Which Patient Is Least At Risk For Dysphagia

Introduction

Population aging is now a worldwide phenomenon and a permanent trend. The number of elderly people increased by 2.4% between 1950 and 2005, much faster than the total population, the growth rate of which was 1.2 per cent between 2000 and 2005. The number of people aged 65 and over in 2010 was 7.3 per cent of the world population and is expected to exceed the number of people under age five in a little more than a decade(1).

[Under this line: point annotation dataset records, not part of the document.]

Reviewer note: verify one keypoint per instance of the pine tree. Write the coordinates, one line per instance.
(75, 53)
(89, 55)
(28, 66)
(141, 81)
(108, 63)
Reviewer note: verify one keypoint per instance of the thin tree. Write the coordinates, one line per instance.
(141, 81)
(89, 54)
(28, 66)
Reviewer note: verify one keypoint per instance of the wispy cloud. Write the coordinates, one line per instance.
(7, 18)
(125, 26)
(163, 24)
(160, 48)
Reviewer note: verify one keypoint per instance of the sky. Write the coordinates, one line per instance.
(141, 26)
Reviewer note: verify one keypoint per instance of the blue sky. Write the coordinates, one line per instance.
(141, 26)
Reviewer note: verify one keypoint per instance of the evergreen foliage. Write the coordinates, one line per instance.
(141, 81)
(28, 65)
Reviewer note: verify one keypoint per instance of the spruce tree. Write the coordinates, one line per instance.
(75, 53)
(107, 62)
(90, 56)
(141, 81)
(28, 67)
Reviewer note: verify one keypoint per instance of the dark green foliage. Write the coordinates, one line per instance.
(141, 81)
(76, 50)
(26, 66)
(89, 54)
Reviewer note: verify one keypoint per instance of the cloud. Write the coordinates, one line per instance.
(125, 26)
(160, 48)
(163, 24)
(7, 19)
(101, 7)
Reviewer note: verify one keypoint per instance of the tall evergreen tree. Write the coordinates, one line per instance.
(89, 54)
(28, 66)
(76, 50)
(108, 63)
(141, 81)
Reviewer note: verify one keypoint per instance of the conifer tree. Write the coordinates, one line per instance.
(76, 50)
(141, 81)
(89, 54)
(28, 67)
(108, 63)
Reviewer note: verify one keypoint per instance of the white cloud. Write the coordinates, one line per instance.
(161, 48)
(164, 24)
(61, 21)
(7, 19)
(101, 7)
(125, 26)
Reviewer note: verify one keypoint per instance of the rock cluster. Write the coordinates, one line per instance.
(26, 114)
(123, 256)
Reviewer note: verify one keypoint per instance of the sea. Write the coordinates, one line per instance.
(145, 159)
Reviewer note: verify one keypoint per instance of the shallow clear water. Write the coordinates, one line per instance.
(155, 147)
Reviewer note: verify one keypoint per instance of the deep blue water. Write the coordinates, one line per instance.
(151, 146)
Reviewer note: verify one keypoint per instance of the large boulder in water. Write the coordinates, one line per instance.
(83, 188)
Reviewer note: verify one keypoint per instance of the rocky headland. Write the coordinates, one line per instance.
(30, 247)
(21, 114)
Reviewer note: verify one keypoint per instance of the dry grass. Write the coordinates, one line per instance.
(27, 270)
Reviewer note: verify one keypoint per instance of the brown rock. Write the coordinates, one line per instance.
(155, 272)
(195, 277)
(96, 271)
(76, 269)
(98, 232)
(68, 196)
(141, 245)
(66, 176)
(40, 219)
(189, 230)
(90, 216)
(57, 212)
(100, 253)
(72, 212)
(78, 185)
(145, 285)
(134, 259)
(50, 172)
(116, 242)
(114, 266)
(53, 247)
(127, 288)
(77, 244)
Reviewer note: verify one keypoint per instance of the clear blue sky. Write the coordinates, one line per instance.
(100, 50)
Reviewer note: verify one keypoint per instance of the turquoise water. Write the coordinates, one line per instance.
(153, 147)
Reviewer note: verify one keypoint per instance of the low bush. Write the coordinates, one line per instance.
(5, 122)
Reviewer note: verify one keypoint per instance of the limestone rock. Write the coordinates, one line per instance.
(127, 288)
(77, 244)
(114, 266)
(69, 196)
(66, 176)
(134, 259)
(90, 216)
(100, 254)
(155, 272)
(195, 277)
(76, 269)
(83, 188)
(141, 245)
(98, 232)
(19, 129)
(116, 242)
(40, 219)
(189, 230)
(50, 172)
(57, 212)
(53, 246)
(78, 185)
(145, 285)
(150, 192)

Aging is accompanied by several functional changes, including neurobiological ones. These changes in the central nervous system include atrophy of neuronal groups with dilation of ridges and ventricles, reduced synaptic activity, decreased plasticity, increased glial activity, accumulation of metabolic products, deposits of beta-amyloid protein, and granulovacuolar degeneration, which appear early in the medial temporal regions and spread throughout the neocortex(2). These changes, particularly the latter, can develop into some types of dementia.

Currently over 25 million people are affected by dementia, most of whom suffer from Alzheimer’s disease (AD), and about 5 million new cases of dementia occur per year(3).The number of people with dementia is expected to double every 20 years and the prevalence of AD nearly doubles every 5 years beyond the age of 65. Hence, as it is the most prevalent progressive neurodegenerative illness worldwide, there is a need to study the pathophysiology of this disease as well as the risks and problems associated with it(4-5).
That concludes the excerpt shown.